Features

Of Khama selfie and fun at Khawa dunes

Women participating in the dune challenge
 
Women participating in the dune challenge

It is not just the flat landscape, open sky and the wide expansive road with an occasional ostrich running into the wilderness. It is not just the beautiful small villages next to the pans and roaming wild horses.

Or the dusty villages of brick houses with beat up Ford and Chevrolet trucks parked under Camel thorn tree shadows with their hard metal bodies looking defiant against the assault of the desert road.

It is about the people.  The soil coloured people of the mighty Kgalagadi that talk with a melodious accent you will think they are singing.  I love them.

My friends know that I fancy a wife from Kgalagadi or NorthWest, there by the Okavango River, where she would address me as, “Eela Mister”.  I just love to hear them talk.  Listen to their candid conversations.  Saying whatever comes to their mind with no restraint. 

That is why when I was asked to travel to Khawa on short notice I gladly accepted.  The invitation came from Botswana Tourism Organisation (BTO) for the third annual Khawa Dune Challenge and Cultural Festival.

My colleagues in the media know that BTO invitations sometimes read like one is being recruited for a Survivor reality show.  They could invite one to the belly of the Kgalagadi Desert, over 700km from Gaborone, and say one has to figure out one’s own way there.  If one is a survivor enough one can hitch a ride in the back of a government truck like I did in 2012.

But this year they redeemed themselves in a pleasant way as the invited media was put in a minibus with the Yarona fm group of ExploreBW and celebrities. On the bus were Generations star, Lorato Motshwarakgole, who had just closed her debut performance at Maitisong Festival, the self-acclaimed ‘Botswana’s Afro sensation’ Kearoma Rantao as well as the beautiful rapper Sasa Klass.  With the young presenters of the youthful Yarona fm and other media personalities on board it was a wonderful road trip to Khawa.

Sadly for me, I arrived at Khawa with an excruciating headache that I suspect was due to the horrible corrugation on the 67km gravel road between Khuis and Khawa.  We arrived in the middle of the Friday cultural night programme.  When President Ian Khama grabbed lucky local girl, Mpho Visage, and swang to the polka moves with her, I painstakingly photographed the dance.

The headache subsided after 11:30pm after a powernap in a tent.  By then most of my entourage was already sleeping. But I am not the type to waste time with sleep when I arrive at a destination.  After a brief search of where they kept the coolerbox, it was time to meet the locals.  I wanted to hear their melodious accent as they crude-talk at me.

Saturday was the day of main activities.  Khama arrived with his beast of a quad bike, the Can-Am Renegade and easily won the novice category.  The President’s close friend Thapelo Olopeng followed behind mounting an identical bike.  I moved around, taking a few shots of the happy Khawa spectators fooling around on the sand dunes, riding quad bikes, camels and drinking.  The circuit race got on and Khama stole the show again by starting late in one of the short races but passing all the riders.
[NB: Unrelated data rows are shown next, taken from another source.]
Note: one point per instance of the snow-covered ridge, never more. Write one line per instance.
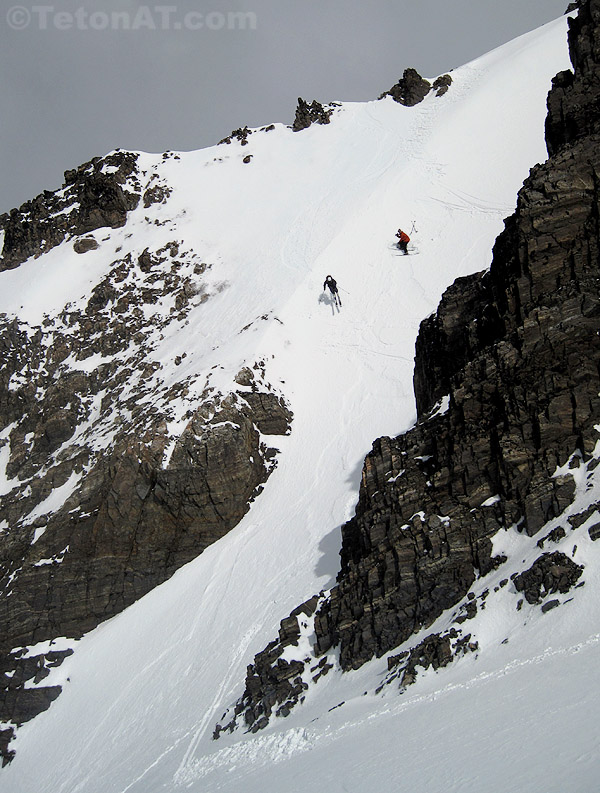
(326, 200)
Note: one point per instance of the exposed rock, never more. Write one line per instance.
(85, 244)
(140, 502)
(313, 113)
(551, 573)
(507, 388)
(441, 84)
(410, 89)
(272, 683)
(94, 195)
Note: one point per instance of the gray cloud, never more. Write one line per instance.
(70, 92)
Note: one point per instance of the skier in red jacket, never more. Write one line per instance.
(403, 240)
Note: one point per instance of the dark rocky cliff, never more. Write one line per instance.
(102, 500)
(507, 382)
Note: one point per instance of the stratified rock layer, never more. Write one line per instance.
(119, 470)
(507, 387)
(513, 356)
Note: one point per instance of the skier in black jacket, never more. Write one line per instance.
(330, 282)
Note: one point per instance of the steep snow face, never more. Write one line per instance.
(142, 693)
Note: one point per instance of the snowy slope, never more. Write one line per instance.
(143, 692)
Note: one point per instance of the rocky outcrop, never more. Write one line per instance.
(513, 357)
(102, 499)
(99, 193)
(549, 574)
(411, 88)
(311, 113)
(507, 383)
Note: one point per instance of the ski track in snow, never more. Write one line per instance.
(146, 688)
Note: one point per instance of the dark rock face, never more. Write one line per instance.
(574, 103)
(516, 351)
(272, 683)
(551, 573)
(411, 88)
(507, 387)
(313, 113)
(84, 406)
(93, 196)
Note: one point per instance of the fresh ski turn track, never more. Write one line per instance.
(143, 691)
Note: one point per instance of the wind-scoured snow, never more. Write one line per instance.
(142, 693)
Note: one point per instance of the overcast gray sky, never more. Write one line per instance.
(82, 77)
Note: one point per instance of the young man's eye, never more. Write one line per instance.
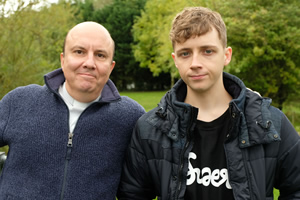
(184, 54)
(208, 51)
(100, 55)
(78, 52)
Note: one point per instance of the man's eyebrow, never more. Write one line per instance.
(77, 47)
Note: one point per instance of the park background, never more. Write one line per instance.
(264, 35)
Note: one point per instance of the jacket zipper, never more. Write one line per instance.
(180, 175)
(68, 158)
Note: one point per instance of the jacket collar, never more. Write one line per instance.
(250, 112)
(54, 79)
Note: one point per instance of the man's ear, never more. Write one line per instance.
(227, 56)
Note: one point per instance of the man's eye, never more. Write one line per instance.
(185, 54)
(78, 51)
(100, 55)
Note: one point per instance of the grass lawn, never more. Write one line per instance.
(148, 100)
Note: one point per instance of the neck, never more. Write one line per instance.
(83, 97)
(211, 104)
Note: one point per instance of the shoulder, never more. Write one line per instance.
(25, 91)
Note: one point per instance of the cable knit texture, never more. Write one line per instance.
(40, 165)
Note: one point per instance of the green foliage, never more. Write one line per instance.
(265, 36)
(118, 18)
(31, 43)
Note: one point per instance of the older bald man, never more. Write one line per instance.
(67, 138)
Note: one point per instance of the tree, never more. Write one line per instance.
(265, 36)
(31, 42)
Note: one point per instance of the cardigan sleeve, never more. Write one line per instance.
(4, 116)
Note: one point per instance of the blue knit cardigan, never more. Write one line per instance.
(44, 163)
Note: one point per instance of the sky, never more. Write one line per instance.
(13, 4)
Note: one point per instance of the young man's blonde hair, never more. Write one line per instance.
(197, 21)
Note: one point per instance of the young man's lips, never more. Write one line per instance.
(86, 74)
(199, 76)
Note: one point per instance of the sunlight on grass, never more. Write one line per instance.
(148, 100)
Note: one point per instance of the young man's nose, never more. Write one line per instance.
(196, 61)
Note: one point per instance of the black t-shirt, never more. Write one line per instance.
(207, 174)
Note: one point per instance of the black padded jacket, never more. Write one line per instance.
(262, 148)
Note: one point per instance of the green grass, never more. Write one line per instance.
(148, 100)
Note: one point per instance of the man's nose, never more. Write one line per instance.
(90, 61)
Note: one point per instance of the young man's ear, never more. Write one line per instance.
(227, 56)
(62, 60)
(173, 56)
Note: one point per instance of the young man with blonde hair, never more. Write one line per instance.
(210, 137)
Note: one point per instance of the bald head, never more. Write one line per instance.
(85, 29)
In the afternoon it was time for stunts as daredevil riders like Ross Branch showed their skills.  As the stunts were going on an hour-long a Khama photo-opportunity session was opened.  Many queued for the coveted photograph with the President on a sand dune.  The bodyguards controlled movement while Olopeng, photographer for that moment, sat in front of Khama helping everyone by taking the shot.

I was rather reluctant to join the queue because, apart from the length, I have had my photo taken with the President before.  Although that time his face was covered with a ski mask, ski goggles and The North Face cap in the Makgadikgadi Pans.  While watching everyone stand and wait for someone to take his or her picture with the President I saw an opportunity for the first selfie with Khama.

Selfies have been making headlines lately.  Just recently after setting up a new Instagram account US Vice President Joe Biden took a selfie with President Barack Obama. On Twitter the most shared tweet of all time is now a selfie of a group of famous actors during the 2014 Oscars. Last year Catholic Pope Francis also posed for the first ever Papal selfie with a group of youngsters at the Vatican.  Another famous selfie was the one by Barack Obama with British Prime Minister David Cameron and Denmark’s Prime Minister Helle Thorning Schmidt at Nelson Mandela’s memorial service in Johannesburg.

So I waited in the long queue for the selfie opportunity. When my time arrived I quickly greeted the President and asked him to look into the camera.  He said: “Oh, I see”, as he understandably looked into the camera.  His height dwarfed me so I tried to stand on my toes as I clicked away.  He laughed when I asked him to lean down a little. And all along my left index finger was on the shutter. After the selfie, I was done with Khama and it was time to have fun with my soil coloured, sweet-talking fun loving people of the Kgalagadi.